We looked at some of the most disruptive Thanksgiving snowstorms of years past in Part I. Now, it’s time to turn forward. Let’s see which way the signs point for this year’s traditional celebrations.
Snowstorm Signals for the Peak Travel Days of 2019
Using NCEP/NCAR Reanalysis 1 data courtesy of ESRL*, I’ve looked at the percentage of years with disruptive snowfall conditions, comparing all years 2000-2018 with a selection of ‘analogue’ years**.
Due to a lack of direct snowfall observation data, disruptive snowfall conditions have had to be estimated. This was using a combination of temperature and precipitation. The results presented below (Figure 1) aren’t to be taken too literally! Their main purpose is to snow how the ‘analogue’ years compare to 2000-2018. From this, signals can be inferred with respect to Thanksgiving 2019.
Figure 1: Maps showing the percentage of years with disruptive snow conditions in all years 2000-2018 (left) and in a selection of ‘analogue’ years (right). Qualifying days have a max temp of no more than 3°C, a diurnal mean temp less than or equal to 0°C, and a total precipitation of at least 0.3 mm (approx. 3 inches snowfall assuming 1:10 water to snow ratio). These results are for broad-scale guidance only; do not use them for local-scale decision-making.
Reasons to Be Cautious
Without taking the details too literally, there are some noteworthy differences between the two plots.
The ‘analogue’ years suggest a much higher than usual risk for elevated (about 1200 feet+) north-western parts of the Midwest, along with most of Oklahoma, a lot of Missouri, and part of Illinois.
Meanwhile, a slightly above normal risk is suggested for elevated parts of the Northeast and Mid-Atlantic states. The same is true for the northwest of the West (mainly Washington and Oregon), away from the Pacific coast.
By contrast, Utah, Wyoming and Colorado are proposed to see a lower risk than usual.
Flanking Lows Drive Increased Threat of Snows
By looking at a plot of 500 hPa geopotential height (GPH) anomalies (Figure 2), I can deduce what the ‘analogue’ years are suggesting for the overall movement of the atmosphere compared to usual. How, you ask? Well, that can be the subject of a dedicated blog piece in future 😉. These then give me explanations for the differences in snow risk pattern being suggested by those years (compared to all years 2000-2018).
Figure 2: Plot of mean 500 hPa geopotential height anomalies for 27th-28th Nov, taken across the ‘analogue’ years only, annotated with the associated anomalous atmospheric movements that are responsible for the snow risk patterns suggested by those years.
Broadly, the positioning of areas of below-normal 500 hPa GPH either side of the U.S. suggests an above-normal chance that areas of low pressure will be pushing moisture-laden air into the Northwest, Northeast and Mid-Atlantic, or both. Not the best of patterns to have in place during Thanksgiving.

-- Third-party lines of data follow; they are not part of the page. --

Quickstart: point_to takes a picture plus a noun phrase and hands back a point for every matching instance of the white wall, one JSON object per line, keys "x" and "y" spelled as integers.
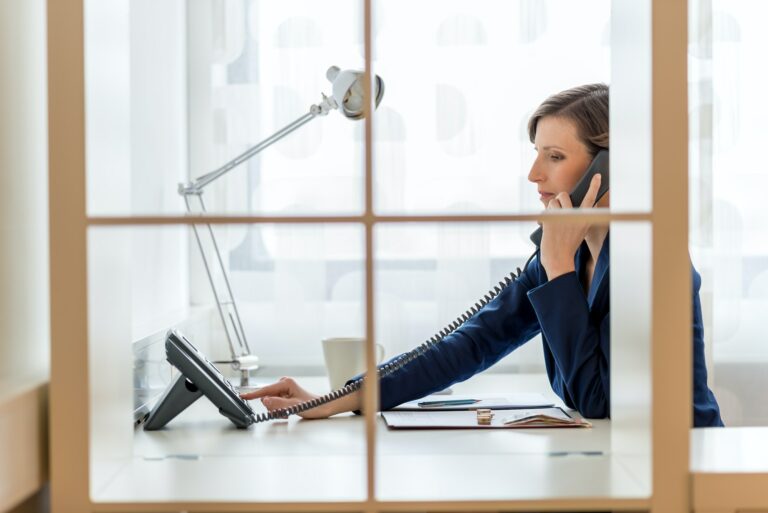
{"x": 24, "y": 297}
{"x": 24, "y": 323}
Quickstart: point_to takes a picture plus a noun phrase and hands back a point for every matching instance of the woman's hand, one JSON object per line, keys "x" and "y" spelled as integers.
{"x": 286, "y": 393}
{"x": 560, "y": 241}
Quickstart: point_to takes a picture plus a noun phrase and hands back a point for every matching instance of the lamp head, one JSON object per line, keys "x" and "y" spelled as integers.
{"x": 347, "y": 88}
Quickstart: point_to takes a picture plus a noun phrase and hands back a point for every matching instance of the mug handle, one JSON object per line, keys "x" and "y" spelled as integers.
{"x": 379, "y": 353}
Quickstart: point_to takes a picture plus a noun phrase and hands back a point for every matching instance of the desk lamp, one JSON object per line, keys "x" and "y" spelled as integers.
{"x": 347, "y": 97}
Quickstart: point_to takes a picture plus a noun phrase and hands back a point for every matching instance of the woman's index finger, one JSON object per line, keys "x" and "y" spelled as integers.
{"x": 590, "y": 198}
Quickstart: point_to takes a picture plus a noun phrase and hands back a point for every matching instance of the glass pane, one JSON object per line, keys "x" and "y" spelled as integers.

Meanwhile, the slightly above-normal 500 hPa GPH over the eastern Northwest implies a higher than usual chance that cold air will move from Canada across the Midwest and on down toward the Southeast. Associated cold weather fronts can bring significant snow, especially to elevated areas.
Readers may now be contemplating what may unfold should that cold air interact with an area of low pressure pushing moisture across the Northeast and Mid-Atlantic states. Yes – this is a pattern that brings an increased risk of a nor’easter storm! I’ll certainly be on the lookout, in the coming few weeks, for any sign of such an event from forecasting models (e.g. the GFS and the ECMWF model) and other guidance tools.
To my readers in the United States – wherever you are and however you do it, I wish you a Thanksgiving to remember fondly! I can already smell the pumpkin pies from here… on the other side of the pond!
James Peacock MSc
Head Meteorologist at MetSwift
* Ideally, this would have been done using data from weather stations, but there are thousands of those. Analysing all of those would be unreasonably time-consuming for a one-time use in a blog piece. Although the reanalysis data is relatively coarse, it’s still of high enough resolution to provide useful regional-scale information.
** This is a selection of historical years from 1950-2018. They’re identified by looking at key drivers of the global weather patterns. In the analogue years, these behaved most similar to what’s expected during the guidance period.